His armor. His sword. His calm.

He looked too much like a warhound of the crown.

"Turn around. Slowly," she ordered.

Kael moved as instructed, but with practiced stillness. "I'm not with them."

"Liar," she hissed.

"I just chased off three taxmen from a starving mother and her children."

Asha hesitated.

"You expect me to believe that?"

"I don't care what you believe."

Wrong words.

She shoved him forward, blade drawing a line of blood.

Kael stepped into a twist, knocked her arm wide, and the fight began.

---

They clashed—sword vs. dagger, grace vs. fury.

Kael fought defensively, impressed and slightly alarmed by her speed. Asha was fast, reckless, and deadly—like fire given flesh.

But she fought with pain, not purpose.

And that left openings.

He disarmed her—barely—and pushed her back, panting.

"Enough!" he shouted. "I'm not your enemy!"

Asha wiped blood from her lip, eyes narrow. "Then who are you?"

Kael slowly dropped his sword.

"I was a soldier.
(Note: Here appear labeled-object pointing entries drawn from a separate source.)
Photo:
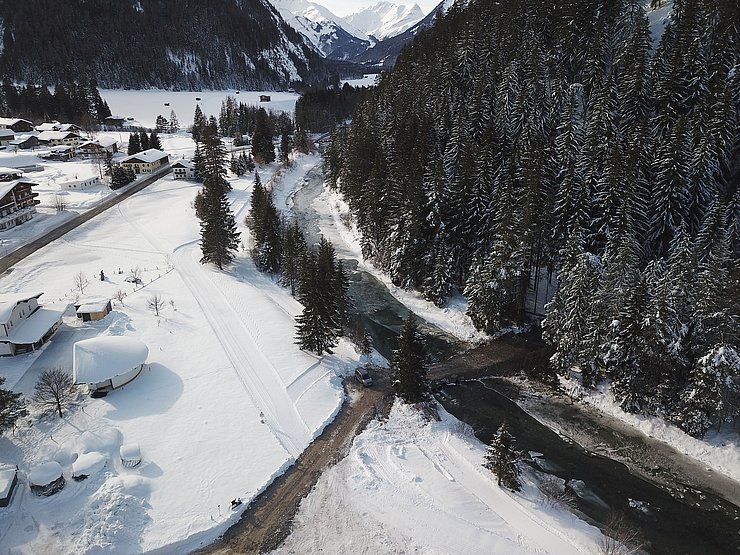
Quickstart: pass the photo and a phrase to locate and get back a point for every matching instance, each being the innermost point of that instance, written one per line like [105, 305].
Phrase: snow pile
[411, 486]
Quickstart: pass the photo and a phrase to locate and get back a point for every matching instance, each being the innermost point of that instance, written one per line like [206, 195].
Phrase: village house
[56, 138]
[80, 184]
[96, 150]
[6, 136]
[24, 324]
[16, 124]
[147, 161]
[93, 309]
[24, 142]
[183, 169]
[17, 202]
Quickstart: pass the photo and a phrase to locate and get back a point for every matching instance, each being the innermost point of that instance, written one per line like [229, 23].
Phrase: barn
[107, 363]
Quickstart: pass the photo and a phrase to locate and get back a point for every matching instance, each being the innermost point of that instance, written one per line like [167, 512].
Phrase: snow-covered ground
[413, 486]
[226, 404]
[145, 105]
[717, 450]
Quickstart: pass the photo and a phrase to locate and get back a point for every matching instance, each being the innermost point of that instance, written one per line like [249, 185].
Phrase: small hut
[46, 479]
[8, 482]
[93, 309]
[130, 455]
[107, 363]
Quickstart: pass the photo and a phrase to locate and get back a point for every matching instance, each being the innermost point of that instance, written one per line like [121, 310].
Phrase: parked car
[362, 375]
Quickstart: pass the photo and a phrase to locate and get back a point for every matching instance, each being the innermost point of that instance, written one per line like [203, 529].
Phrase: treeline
[184, 44]
[75, 102]
[515, 140]
[319, 110]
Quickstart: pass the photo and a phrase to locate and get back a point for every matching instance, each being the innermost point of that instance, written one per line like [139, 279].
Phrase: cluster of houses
[103, 364]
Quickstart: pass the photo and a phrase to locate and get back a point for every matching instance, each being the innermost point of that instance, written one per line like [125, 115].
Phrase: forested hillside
[516, 139]
[186, 44]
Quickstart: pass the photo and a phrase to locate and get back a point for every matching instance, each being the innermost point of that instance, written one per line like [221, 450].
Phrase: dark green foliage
[12, 407]
[409, 378]
[501, 459]
[121, 177]
[134, 144]
[515, 141]
[218, 233]
[323, 294]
Once. Until I saw what I had become."

He stepped back, letting his arms fall to his sides.

"I don't hurt the innocent anymore."

Asha stared at him. The tension in her shoulders slowly eased. Her knife dropped.

"…Damn it," she muttered. "I thought—"

"You had every reason to."

---

They sat in silence among the burnt trees, watching smoke drift.

Asha spoke first. "The king's men came through here last night. They called it a 'raid.' Said the village was harboring rebels. They slaughtered everyone. Even the kids."

Kael closed his eyes.

This was the kingdom he once served.

She glanced at him. "So what now, soldier?"

"I'm no soldier."

She studied him for a long moment.

"Then maybe we both need a new purpose."

---

That night, the stars above them shifted slightly—one thread crossing another.

In the high mountains, Lyra smiled faintly in her sleep.

Two of the five had found each other.

And the world trembled, just a little less.